The case with the urban farms in the city of Boston, they put out a lot of coupons to give more purchasing power to folks, which was really great in terms of food access, but with me always asking for more and being critical, I’m asking: do folks understand the true value of food, do folks really value the labor of the food system, do folks really understand how much subsides of commodities crops just mess with everything? I think about that balance – I’ve worked mostly on the ground with folks and think a lot about perception of food, relationship with food, things like that, seeing that a lot of it gets compromised in this wellness, nutrition food space of ‘we are getting healthy food to people, but we don’t have to think about how we pay our farmers or why we are in these situations.” It’s so siloed. What a happy story. 

Farming just encompasses it all. It gets really sexy, urban farming, rooftop farming, we need more succulents on high rises because nothing else grows up there. 

I know it’s not the right space for me (urban farming) and it’s not the way I want to grow. It’s very greenwashing, eco-sexy. 

The skill to run a farm makes you a farmer, whether you own it or not.
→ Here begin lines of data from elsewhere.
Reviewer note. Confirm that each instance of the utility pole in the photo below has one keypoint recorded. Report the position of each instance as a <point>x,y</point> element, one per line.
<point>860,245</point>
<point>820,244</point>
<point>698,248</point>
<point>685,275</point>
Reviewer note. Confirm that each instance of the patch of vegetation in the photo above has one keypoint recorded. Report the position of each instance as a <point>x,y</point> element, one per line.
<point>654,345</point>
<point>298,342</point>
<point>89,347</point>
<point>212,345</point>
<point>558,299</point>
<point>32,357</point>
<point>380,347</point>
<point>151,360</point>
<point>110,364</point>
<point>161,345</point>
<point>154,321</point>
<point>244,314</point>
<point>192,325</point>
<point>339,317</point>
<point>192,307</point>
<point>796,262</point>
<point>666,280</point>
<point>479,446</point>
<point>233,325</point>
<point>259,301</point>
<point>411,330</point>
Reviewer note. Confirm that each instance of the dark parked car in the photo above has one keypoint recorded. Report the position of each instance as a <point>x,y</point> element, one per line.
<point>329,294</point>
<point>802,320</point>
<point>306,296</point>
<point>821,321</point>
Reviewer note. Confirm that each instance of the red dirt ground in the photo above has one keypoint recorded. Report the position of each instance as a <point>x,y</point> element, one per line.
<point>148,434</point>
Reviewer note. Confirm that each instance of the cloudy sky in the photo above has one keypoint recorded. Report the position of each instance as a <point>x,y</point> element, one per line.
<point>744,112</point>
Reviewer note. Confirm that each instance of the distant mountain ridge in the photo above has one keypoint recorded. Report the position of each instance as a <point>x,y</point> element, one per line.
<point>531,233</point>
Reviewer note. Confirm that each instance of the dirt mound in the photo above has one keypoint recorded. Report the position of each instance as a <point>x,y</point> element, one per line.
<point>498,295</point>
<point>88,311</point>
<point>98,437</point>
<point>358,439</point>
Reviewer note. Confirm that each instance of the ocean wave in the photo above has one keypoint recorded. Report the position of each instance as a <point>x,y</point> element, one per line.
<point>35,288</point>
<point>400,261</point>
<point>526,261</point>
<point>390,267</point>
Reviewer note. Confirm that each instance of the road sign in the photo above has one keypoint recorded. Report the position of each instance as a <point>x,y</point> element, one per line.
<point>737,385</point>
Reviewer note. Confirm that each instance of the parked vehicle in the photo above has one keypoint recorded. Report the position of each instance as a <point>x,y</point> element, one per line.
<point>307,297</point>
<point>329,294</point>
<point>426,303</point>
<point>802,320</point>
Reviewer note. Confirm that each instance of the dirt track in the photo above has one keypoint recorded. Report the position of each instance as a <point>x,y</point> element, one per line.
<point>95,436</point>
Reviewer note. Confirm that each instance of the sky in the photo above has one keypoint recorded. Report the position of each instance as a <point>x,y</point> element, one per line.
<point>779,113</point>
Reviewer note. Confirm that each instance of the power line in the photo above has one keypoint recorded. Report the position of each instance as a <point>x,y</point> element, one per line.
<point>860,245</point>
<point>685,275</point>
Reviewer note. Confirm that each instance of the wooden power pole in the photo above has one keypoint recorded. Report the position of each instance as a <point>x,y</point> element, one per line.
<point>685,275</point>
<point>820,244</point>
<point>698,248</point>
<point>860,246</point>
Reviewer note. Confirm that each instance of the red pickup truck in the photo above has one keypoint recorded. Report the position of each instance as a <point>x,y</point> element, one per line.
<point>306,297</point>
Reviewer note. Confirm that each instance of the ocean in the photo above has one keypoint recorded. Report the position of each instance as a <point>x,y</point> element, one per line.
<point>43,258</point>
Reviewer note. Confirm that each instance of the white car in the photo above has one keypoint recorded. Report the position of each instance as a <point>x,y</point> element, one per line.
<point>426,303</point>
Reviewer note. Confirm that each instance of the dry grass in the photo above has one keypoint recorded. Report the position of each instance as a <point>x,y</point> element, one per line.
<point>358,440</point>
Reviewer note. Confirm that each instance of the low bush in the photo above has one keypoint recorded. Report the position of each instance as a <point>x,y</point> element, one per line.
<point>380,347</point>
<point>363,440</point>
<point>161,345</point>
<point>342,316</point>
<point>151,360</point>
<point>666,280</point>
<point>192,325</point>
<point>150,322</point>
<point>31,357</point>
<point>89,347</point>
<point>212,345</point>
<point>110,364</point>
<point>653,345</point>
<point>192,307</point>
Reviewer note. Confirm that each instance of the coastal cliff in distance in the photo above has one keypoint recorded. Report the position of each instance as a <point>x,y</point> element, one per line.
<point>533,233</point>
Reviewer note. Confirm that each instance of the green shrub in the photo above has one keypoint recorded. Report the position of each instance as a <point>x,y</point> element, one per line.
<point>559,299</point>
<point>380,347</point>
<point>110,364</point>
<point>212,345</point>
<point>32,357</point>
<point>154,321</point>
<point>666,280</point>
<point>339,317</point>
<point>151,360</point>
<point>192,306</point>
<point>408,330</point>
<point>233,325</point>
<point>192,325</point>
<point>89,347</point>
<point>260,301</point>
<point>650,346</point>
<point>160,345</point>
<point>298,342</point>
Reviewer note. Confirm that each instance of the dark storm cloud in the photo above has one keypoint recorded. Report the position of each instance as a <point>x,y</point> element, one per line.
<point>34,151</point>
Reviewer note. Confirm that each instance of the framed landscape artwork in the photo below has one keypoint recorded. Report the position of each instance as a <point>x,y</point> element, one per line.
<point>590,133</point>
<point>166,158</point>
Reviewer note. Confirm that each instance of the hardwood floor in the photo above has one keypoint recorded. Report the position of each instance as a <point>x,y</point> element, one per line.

My role previously, I was definitely just taking instruction and with working on an urban farm and nonprofit too, a lot of my role was social energy, and maybe more of this tour guide – educator role, and leading crews and things like that. But I felt like I was just taking instruction from a person and didn’t really have the bandwidth or time to think like a farmer. Think about what the plants or soil would want. Think about the whole ecosystem.

My thinking is still very human-centered.

I learn over time of course and just exposure to farmers and learning the questions to poke in people’s minds if they aren’t already willing to skillshare. Not that I don’t know how to crop plan, but I haven’t taken the initiative to start my own or start a plot in the community farm. It’s always doing the planning and not following through. When folks take on the identity of farmer versus farm worker or grower, I think of all these business skills and all these things you have to keep in mind. I’ve learned the skill to think like that during the week the farm manager goes on vacation, but it’s not really something I live and do nor do I know if I’ll do it in the future.

Maybe I’m a food systems advocate.

I’m not as into the labor part anymore

or I’m wondering if my future will be farmer labor

or farmer adjacent.

Not calling myself a farmer is definitely me limiting myself.

What draws all these distinctions, for what?